Overview

Bot Flow Markup Language

BFML is a proprietary domain specific language (DSL) created by Meya that helps create advanced conversational applications. It's based on YAML and is easy to learn and very powerful.

  • BFML is to a conversational app as HTML is to a web app
  • Based on YAML

It looks like this...

triggers:
  - keyword: hi

steps:
  - say: Hello!

Which produces this...

884

Introduction

BFML Elements

BFML files can contain three types of elements, namely:

  • Bot: A bot element contains a collection of flow elements and trigger elements. These contain all the work flows a bot is programmed to perform e.g. questions & answers flows, knowledge base searchs, authentication flows, purchasing flows, human agent escalation flows etc. In Meya an app can technically contain multiple bot elements, but generally there is only one bot programmed to handle all the work flows.

  • Flow: A flow element contains a list of trigger elements under the triggers keyword, and a list of components under the steps keyword. Flows are stored in a flow YAML file with the .yaml file extension. (Using a programming analogy, you can think of a flow element as being the program file, where triggers and components are types event listeners and functions.)

  • Trigger: A trigger element listens to certain events and will match on certain criteria. Once a trigger matches, it will execute a flow.

  • Component: Once a flow is started by a matching trigger, the flow runs through a sequence of steps, where each step executes a component element. A component element is a special Python class that is programmed to perform certain actions, this could be calling an external API, storing/mutating some data, or producing more event entries.

  • Integration: An integration element is a special element that listens to requests from external systems as well as events produced by component elements, and then relay these events to trigger elements and external systems. Requests made from or to external systems are usually either HTTP, or Websocket requests.

Have a look at our demo-app source (check out the /flow folder) for lots of examples of BFML.

Entries

It is very helpful to understand how a bot in a Meya app handles and processes data.

At its core a Meya app is a special form of what we call a data streaming application.
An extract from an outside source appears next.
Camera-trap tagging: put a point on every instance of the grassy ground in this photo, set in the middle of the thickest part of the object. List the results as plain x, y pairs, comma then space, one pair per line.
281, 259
In generic terms, this simply means that BFML elements receive data entries from a data stream, processes these entries, and optionally posts new entries to the data stream.

In Meya we refer to these data streams as ledgers, where each piece of data stored in a ledger is called a ledger entry.

As a bot developer you generally do not need to think about ledgers because BFML and the Meya SDK abstracts this away, but it is helpful to understand the different types of ledgers especially, when viewing your app's logs in the Console logs view.

Ledgers

There are 8 different ledgers that each contain a stream of specific types of entries.

http_ledger

This ledger contains all the HTTP request and response payloads your app sends and receives to/from external systems.

ws_ledger

This ledger contains all the Websocket request and response payloads your app sends and receives to/from external clients. (Currently the only integrations that support Websockets are the Meya Orb Web SDKand Meya Orb Mobile SDK integrations.)

event_ledger

This ledger contains all the UI (user interface) events e.g. user/bot text, user button click, page open, chat open etc. that occurs in a user <-> bot conversation thread.

When you implement your own custom components, triggers or integrations in Python, you will generally be processing and be creating event entries that will be displayed to the user. For example, you can create a tile.ask entry that will display a list of tile cards that can contain images, descriptions, titles and buttons a user can click.

thread_ledger

This is a special ledger used to store entries that update the app's thread data scope.

In Meya each user <-> bot conversation is stored in a conversation thread, where each thread can contain multiple participants e.g. bot, user, agent. When you create BFML flows you can program the bot to store information relevant to the conversation thread e.g. a list of product ids in the user's shopping cart.

user_ledger

This is a special ledger used to store entries that update the app's user data scope.

In Meya each unique user that interacts with a bot in a Meya app has their own data store. You can then program the bot to store information pertaining to the user in this data store. For example, when you request the user's name and email address, you would usually store this in the user's data store.

The user data scope becomes particularly important when authenticating the user with 3rd party systems.

presence_ledger

This ledger contains user presence entries such as typing on or device state.

log_ledger

This ledger contains app log information. If your bot throws an error exception, or you would like to print certain debug information as you are creating flows, then these log entries are stored in the log ledger.

bot_ledger

This ledger contains all the bot flow entries e.g. flow start, component start etc.

The bot flow entries contain the information required to control the bot's flow execution, in other words, which flow step to execute next. Bot flow entries also contain flow scope data as well as the flow call stack when executing nested flows. (This is analogous to a program's program counter, call stack and heap memory in conventional programming languages such as Python.)

Note: as a bot developer, you will not need to create your own flow entries, these are created by the BFML runtime. These entries are, however, very useful when debugging your bot's flow scope data, and flow call stack in the Console logs view.